Pagi itu pukul 05.30 WIB tanggal 23 Juli 2006, rumput dan daun masih basah oleh embun. Saya harus cepat-cepat ke bandara karena harus mengejar penerbangan paling awal dengan tujuan Jakarta untuk mengikuti Pelatihan Jurnalistik Tingkat Lanjut 2006 yang diselenggarakan Forum Pers Mahasiswa Jabotabek (FPMJ). Jarak rumah dengan bandara cukup jauh, sekitar 32 km. Ayah memacu sepeda motor dengan kecepatan tinggi. Karena jauhnya perjalanan, hampir saja saya tertinggal pesawat.
Dari Pontianak, saya berangkat bersama seorang gadis manis berambut ikal,
Ratna namanya. Kami berdua adalah utusan dari Lembaga Pers Mahasiswa Untan.
Waktu menunjukkan pukul 08.50 WIB, pesawat yang kami tumpangi mendarat. Sempat
was-was juga selama perjalanan, karena kecelakaan pesawat di Indonesia cukup
tinggi. Baru kali ini kami menginjakkan kaki di Ibu Kota negara ini, Jakarta. Kota
Metropolis yang kehidupannya sangat berbeda jauh dari kota kelahiran saya.
Kanan kiri hanya terlihat gedung pencakar langit, serta jalan raya yang
beraspal mulus. Tak terlihat lubang, apalagi kubangan lumpur seperti di
Pontianak.
Bingung dan sedikit pusing, “Mau naik apa lagi?”. Pada undangan, tempat
kegiatan tertera: Student Centre Universitas Islam Negeri (UIN) Syarif
Hidayatullah Jakarta.
Matahari Jakarta benar-benar tak bersahabat, terik panasnya terasa lebih
panas dari kota Pontianak. Kami mencoba menghubungi panitia via SMS. Tidak lama
kemudian terdengar suara Hp berbunyi, tanda SMS masuk. “Gue tidak bisa menjemput,
kalian naik Damri aja jurusan ke Rawamangun dan turun di IKIP”.
Kami naik Damri yang cukup besar. Saya duduk di samping agar mudah
memandang keluar. Udara yang cukup sejuk dikarenakan hembusan AC dan lantunan lagu-lagu
daerah yang membuat saya merasa sedikit terhibur. “Pak supir turun di IKIP ya,”

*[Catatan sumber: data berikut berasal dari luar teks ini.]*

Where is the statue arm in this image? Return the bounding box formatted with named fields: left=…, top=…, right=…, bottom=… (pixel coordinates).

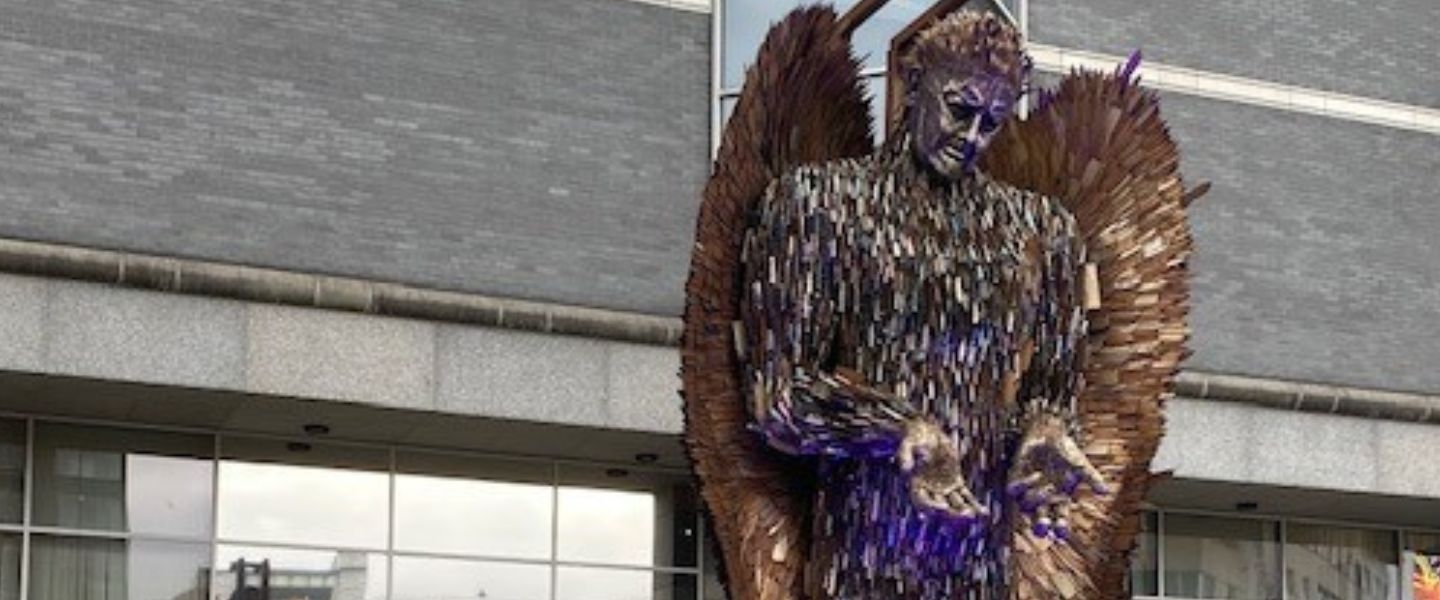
left=1008, top=197, right=1109, bottom=538
left=737, top=167, right=912, bottom=456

kata saya dengan suara keras. Damri terhenti mendadak. “IKIP sudah lewat, kamu
turun di sini saja,” kata supir. Kami
tambah bingung dan sedikit takut.
Tapi dalam situasi seperti itu yang dibutuhkan adalah ketenangan. “Kita berteduh
dulu,” kata saya pada Ratna. Kami kembali menghubungi panitia dan menjelaskan posisi
kami sekarang. Panitia menyuruh untuk naik Metro Mini 47, kamipun langsung
mencari metro mini tersebut.
Capek, lelah terlihat di muka teman saya, keringat pun mulai bercucuran.

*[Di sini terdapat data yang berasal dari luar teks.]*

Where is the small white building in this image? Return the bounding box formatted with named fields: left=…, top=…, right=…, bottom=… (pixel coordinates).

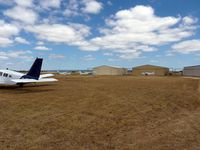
left=183, top=65, right=200, bottom=77
left=92, top=65, right=127, bottom=75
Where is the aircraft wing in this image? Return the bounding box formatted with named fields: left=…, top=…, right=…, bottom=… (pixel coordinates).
left=11, top=78, right=58, bottom=84
left=40, top=74, right=54, bottom=79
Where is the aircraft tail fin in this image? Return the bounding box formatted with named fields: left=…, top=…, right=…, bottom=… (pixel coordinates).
left=22, top=58, right=43, bottom=80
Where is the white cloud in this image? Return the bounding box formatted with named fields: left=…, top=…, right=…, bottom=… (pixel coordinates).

Namun, perjuangan belum berakhir. Akhirnya lewat juga Metro Mini 47. Tapi, kami
makin bingung karena kenek metro mini yang sebelumnya sudah kami katakan untuk berhenti
di IKIP ternyata membohongi kami dengan menurunkan kami di terminal ke
Rawamangun.
Dengan berdempet-dempet di dalam mobil, akhirnya sampai juga di IKIP. Lima menit
menunggu seorang panitia datang. “Dari Untan ya,” katanya. “Iya,” jawab saya. Kamipun
berjalan masuk menuju sekretariat Lembaga Pers Mahasiswa (LPM) di IKIP. Peserta
dari Riau sudah duluan datang, Made Ali dan Ridwan dari Bahana Mahasiswa Riau.
Waktu sudah menunjukkan pukul 15.30 WIB kami berangkat menuju Universitas
Islam Negeri (UIN) tempat acara pelatihan berlangsung. Gedung berlantai 12 ini
sangat bersih, ruangan tertata rapi dan ber-AC. Dalam hati saya bergumam,
“enaknya belajar di sini”. Tidak seperti kampus saya, ketika hujan air menetes
dari atap dan kepanasan ketika mengikuti pelajaran pada musim kemarau. Pelatihan
baru besok dimulai, kami segera ke asrama tempat peristirahatan. Sampai di
asrama, karena lelah dan capek, saya langsung merebah diri lalu terlelap.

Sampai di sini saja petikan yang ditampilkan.